L’atelier 89 était devenu silencieux, les ouvrières avaient interrompu leur geste et regardaient avec curiosité M. LEPAPE qui avançait entre les machines.

Pour être tout à fait exact, c’est plutôt le grand jeune homme qui l’accompagnait qu’elles observaient.

Bel homme au demeurant, les cheveux gominés soigneusement peignés en arrière, juste un peu trop longs pour avoir l’air décontracté. Une décontraction démentie par une démarche légèrement saccadée et des mains qui se dissimulaient dans le repli des poches du veston.

Catherine se pencha vers sa voisine et lui glissa à l’oreille.

-          Pas mal, mais on dirait qu’il a un parapluie dans le derrière.

Sa copine Sylvie retint à grand peine un éclat de rire et le léger gloussement qu’elle laissa échapper parvint manifestement aux oreilles de M. LEPAPE car celui ci tonna.

- Mesdames, un peu de respect pour votre nouveau directeur. Je vous présente M.SEIGNEURIN, il me remplacera désormais, mon grand âge me fait aspirer à la retraite et je compte lui abandonner les rênes dès la semaine prochaine. Son discours se poursuivit durant de longues minutes, les regards des ouvrières étaient devenus vagues et elles n’entendirent que la dernière phrase .

-          Mesdames, je compte sur vous.

Le duo quitta l’atelier et les machines à coudre reprirent leur cliquetis peu à peu couvert par les voix et les rires des ouvrières.

La sirène du soir retentit marquant la fin la journée, les filles rassemblées dans le vestiaire commentaient l’arrivée du nouveau venu.

Catherine qui avait un franc parler que beaucoup de ses camarades lui enviaient déclara tout de go.

-C’est pas parce qu’il a une belle gueule qu’il va falloir qu’il se croie tout permis. Garez vos fesses, les filles, faites gaffe, moi je vous le dis, le droit de cuissage n’est peut-être pas mort ! N’oubliez pas 89.

Personne de l’atelier n’avait oublié la signification de ce mystérieux 89.
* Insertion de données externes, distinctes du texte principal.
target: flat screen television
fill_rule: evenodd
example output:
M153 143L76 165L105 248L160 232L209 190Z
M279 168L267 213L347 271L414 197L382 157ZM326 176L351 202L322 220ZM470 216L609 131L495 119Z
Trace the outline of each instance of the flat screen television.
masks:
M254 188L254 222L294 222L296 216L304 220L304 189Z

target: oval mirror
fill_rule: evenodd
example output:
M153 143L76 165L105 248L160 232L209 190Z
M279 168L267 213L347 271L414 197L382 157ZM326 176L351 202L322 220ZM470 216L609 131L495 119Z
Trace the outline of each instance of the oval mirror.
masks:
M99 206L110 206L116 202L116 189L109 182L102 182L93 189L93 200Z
Celles qui étaient trop jeunes pour avoir assisté à l’évènement vieux de plus de 10 ans, en avaient entendu parler par leurs aînées.

Elles avaient appris comment un matin à l’embauche, en entrant dans leur atelier, les ouvrières avaient  découvert suspendue sur le mur, une bien étrange guirlande.

Elle était faite de pantalons d’hommes que de furieux coups de ciseaux avaient lacéré au niveau de l’entrejambe. Et comme si les grotesques effigies symboliquement émasculées n’avaient pas lancé un message assez clair, une main avait tracé sur un panneau de carton le texte suivant : «  en 89 on leur a coupé la tête, on vous coupera autre chose si vous continuez ».

Le premier moment de stupeur passé, l’atelier s’emplit d’un bourdonnement fait de rires étouffés et de commentaires chuchotés. Il ne faisait aucun doute que ce message menaçant était adressé à tous ces beaux messieurs de la direction, patrons et petits chefs, qui depuis des décennies s’arrogeaient un droit de cuissage sur les nouvelles venues. Nombreuses étaient celles qui étaient passées par « le petit bureau », aucune n’en avait parlé, par honte sans doute, par peur de perdre son emploi sûrement.

Le brouhaha n’avait pas tardé à attirer l’attention du directeur de l’époque qui fit promptement décrocher l’infâme bannière et exigea sur le champ que la coupable se dénonçât.

Il se heurta à un mur de visages fermés. Toutes savaient qui était capable d’une telle audace mais personne ne parla.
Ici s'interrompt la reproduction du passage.